Lester didn't have the super powers that so frequently form a prerequisite to the action-filled, adventurous life that suits most comic book heroes. But his mesomorphic good looks and penchant for attracting terrorists, super villains and CIA agents, redundancy noted, as well as lots of money, fame and beautiful women, were quite enough to drive an action/adventure parody series, even without them.
Eternity Comics was part of a small cluster of minor publishers that also included Aircel (Men in Black) and Arrow (Tales from the Aniverse), formed in the wake of the success of Teenate Mutant Ninja Turtles. Aircel published The Trouble with Girls #1 with a cover date of August, 1987. It was written by Will Jacobs (Crying Freeman) and Gerard Jones (El Diablo), and illustrated by Tim Hamilton (Catalyst: Agent of Change). It ran until 1988, a total of 14 issues.
Comico (Grendel) began publishing it with Vol. 2 #1 dated February, 1989. Then it went back to the original cluster of publishers when Malibu, another part of it, picked up Comico's series with its fifth issue. Malibu (which later created a superhero universe by appropriating public-domain Centaur characters, such as The Arrow and Fantoman) continued to publish it until #23, which had a cover date in 1991. They also re-published the first six issues of the orignal series as two graphic novels in 1988. Eternity capped off the series with a Christmas Special in December, 1991.

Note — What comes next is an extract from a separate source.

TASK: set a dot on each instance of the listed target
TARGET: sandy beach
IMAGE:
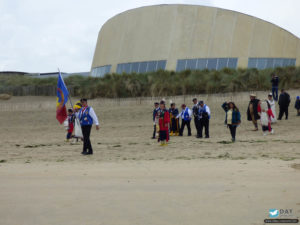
(130, 179)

Two years later, Marvel got into the act by publishing The Trouble with Girls: Night of the Lizard as a four-issue limited series under its creator-owned Epic imprint (Captain Confederacy). Jacobs and Jones returned to the character, but Hamilton was replaced with Brett Blevins (Crystar) and Al Williamson (Secret Agent Corrigan).
For over a decade, the Epic series stood as the last word on The Trouble with Girls. Then Checker Books (Dreams of the Rarebit Fiend) brought him back into print in 2006. Checker's graphic novel edition reprints the first six issues of the Comico/Malibu comic book.